Archive for the ‘Rare Cancer Presentations’ Category

Rare Cancer Presentations: Intraspinal Metastasis of Lung Cancer

January 7, 2009

Author: Barry C. Mirtsching, MD  (Center for Oncology Research & Treatment, PA, Dallas, TX)

Spinal column metastasis of solid tumors are not uncommon.  Most of these tumors are extrdural in location.  However, intradural metastases are rare, comprising only  6% of all spinal metastases, involving the subarachnoid space, filum terminale, or spinal cord.  Reports of such cases in the English literature are rare.  This report reviews a case of a patient with non-small cell lung cancer (NSCLC)  who progressed with disease involving the filum terminale.  A similar case was reported previously (Su, J-H et al., Tzu Chi Med J; 2005. 17: 421-423.)

Case Description:

A 62 year old white male smoker presented in 6/2007 with cough and was found to have a 4 cm right upper lobe (RUL) tumor, with associated ipsilateral mediastinal lymph node enlargement and right supraclavicular lymphadenopathy.  A biopsy of the RUL tumor revealed bronchogenic adenocarcinoma.  He was treated with weekly carboplatin +paclitaxel, and concurrent radiotherapy to the involved regions.  He then had 4 cycles of full-dose carboplatin and paclitaxel chemotherapy.  He had partial respone in his disease by CT scans, but his supraclavicular nodal disease progressed within three months of completion of therapy.  He was then treated with pemetrexed for 4 cycles, but his disease continued to progress in the right supraclavicular area.  The patient was then treated on an investigational protocol of sunitinib and erlotinib for two months, with further progression of his supraclavicular nodal disease.  He developed severe pain in the lumbar area, with radiation to his bilateral lower extremities.  He did not have bowel or bladder disturbance.  He had mild hypoaesthesia in his pelvis and lower extremities, and subjective weakness.  The patient was moderately debilitated (ECOG performance status 2) and was losing weight.  At this time, the patient came to our Center  for evaluation and further care in 7/2008.

Evaluation of his CT scans revealed scar-like density in the RUL and ipsilateral mediastinum and a 2 cm nodule in the left lower lobe.  MRI of the spine revealed a mass in the lumbar area below the terminus of the cord, involving the filum terminale.  The mass extended in the spinal sac from T2 to T4, without extension into the extradural tissue.  The mass was enhancing on T1 imaging with gadolinium (Figure 1, T1 with gadolinium sagital images), and it was easily recognized on T2 images (Figure 2, T2 sagital images).   The patient was also found to have a 1 cm right cerebellar metastasis.

Figure 1:

MRI images T1 with gadolinium
MRI images T1 with gadolinium
Figure 2:
MRI image T2

MRI image T2

 The patient obtained pain control with narcotic therapy and radiotherapy to the spinal lesion.  His cerebellar metastasis was treated with stereotactic radiosurgery and whole brain radiation.  These areas were symptomatically completely controlled (sensory function normalized, no appearance of objective motor weakness) and did not progress for 5 months following completion of treatment.

The patient continued with systemic therapy for his cancer, with stable disease in the supraclavicular region and left lung for 5  months.  He sequentially received single-agent docetaxel and single-agent gemcitabine.  His disease in the supraclavicular area and lung progressed, and he declined further therapy.

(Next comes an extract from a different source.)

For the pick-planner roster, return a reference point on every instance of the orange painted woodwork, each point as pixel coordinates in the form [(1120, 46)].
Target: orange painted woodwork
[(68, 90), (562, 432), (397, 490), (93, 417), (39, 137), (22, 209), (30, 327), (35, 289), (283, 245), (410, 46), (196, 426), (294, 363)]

This case illustrates the MRI appearance of an usual intraspinal metastasis of lung cancer involving the filum terminale.   Symptoms of pain, hypoaesthesia below the level of the lesion, lower extremity weakness, and bowel or bladder contractile disturbance may be associated with such disease.  Treatment with surgical decompresion could be considered for relief of acute neurologic compromise, such as paralysis.  However, in this case the lesion was treated with radiotherapy, because of the patient’s poor performance status, progressive systemic disease at other sites requiring chemotherapy, absence of significant motor impairment, and  poor predicted short-term prognosis.   Radiotherapy was effective for prevention of progressive neural impairment and for pain relief.